Have looked at AMED ethical Charter. It's agood start. Are all AMED members invited ti include it in their contracts? The bit I feel least comfy with is the loyalty conflict. Where are a consultant's loyalties, where should they be? Am I bound to be a tool of my client (who wants to increase control of the means of ?knowledge production at the expense of his/her staff) because I've taken their money? Am I loyal to my own humanistic values, so not fully committed to the client's interests? Do I shade this conflict by accepting at face value my client's denial of it's existence?

. Anthropologists (in USA) recently decided they would openly state their humanistic values in their own ethical code and openly include this in every contract with the military (Afghanistan/iraq etc). That way an individual would be underr less pressure to act unethically when required by such an employer because he/she could point to the code in the original employment contract . A neat trick was to insist that all research findings are disseminated through the anthropological community, which also forced military employers to think whether they want their use of anthropological research publicised!

All the best,


Have just confirmed what I suspected. Deming is associated with TQM etc and Japanese management tecniques. I did my MBA dissertation on 20th century Japanese/US/British managerial control tecniques. The Deming/Japanese approach only works to the degree that it confers extra legitimacy on manageriaal control over the production process through imbuing the latter with the cultural values of employees. If you change the cultural values, you have to change the control system to get the same result. In UK research shows that only by meeting CULTURAL NEEDS of employees do you get good output/quality results. Deming and/ or his followers have very cleverly given his tecniques a (spurious) legitmacy for managers ie Quality, Systems etc. It isn't in capitalists' interests to acknowledge that their empoyees have a great deal of power/autonomy - they might wish to exert it. We should take a very critical view of theories which purport to describe the human world as one in which it is 'natural' for one person/group to have less autonomy than another. These theories are themselves instruments of oppression.
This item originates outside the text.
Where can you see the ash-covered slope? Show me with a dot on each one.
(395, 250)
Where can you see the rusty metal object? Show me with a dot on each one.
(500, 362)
End of Rant. Sorry. I get carried away by 'theories' which are used for political purposes and are not actually theories.I favour the Vienna Circle's ideas that empirical knowledge must be based on observation(Schlick) and Bourdieu's assertion that social theories which hide the arbitrariness of the social order serve only to justify the legitimacy of existing social structures .

Do people use Deming's stuff to do OD? I should have thought evidence of the obvious protracted decline of US manufacturing (for whom Deming appeared asa saviour in the 80s) would be enough to make people question his theories (14 Principles). I'm sure you will have read that the real value of wages has declined for over 20 years in the US while the real value of top people's salaries/bonuses has increased. TQM has been very successful ---at acquiring a disproportionate amount of 'surplus value' from workers. It hasn't been able to save the US Car Industry from its competitors, either.

That's where the idea of looking at orgs which are 'normal' might help focus on what works ,rather than on what is pathological (ie Positive Organisational Psychology), but any findings would relate ONLY to their specific cultural/business context. In 100 years Social Anthropology has been doing this. It has only one theory so far: distaste for incest is universal!

Looking forward to further debate. I want to explore what theories people are attached to , and why? Am I attracted to Positive Psychology because I once studied Anthropology? Or because it is critical of prevailing assumptions and I love an intellectual punch up? Probably both. What about you?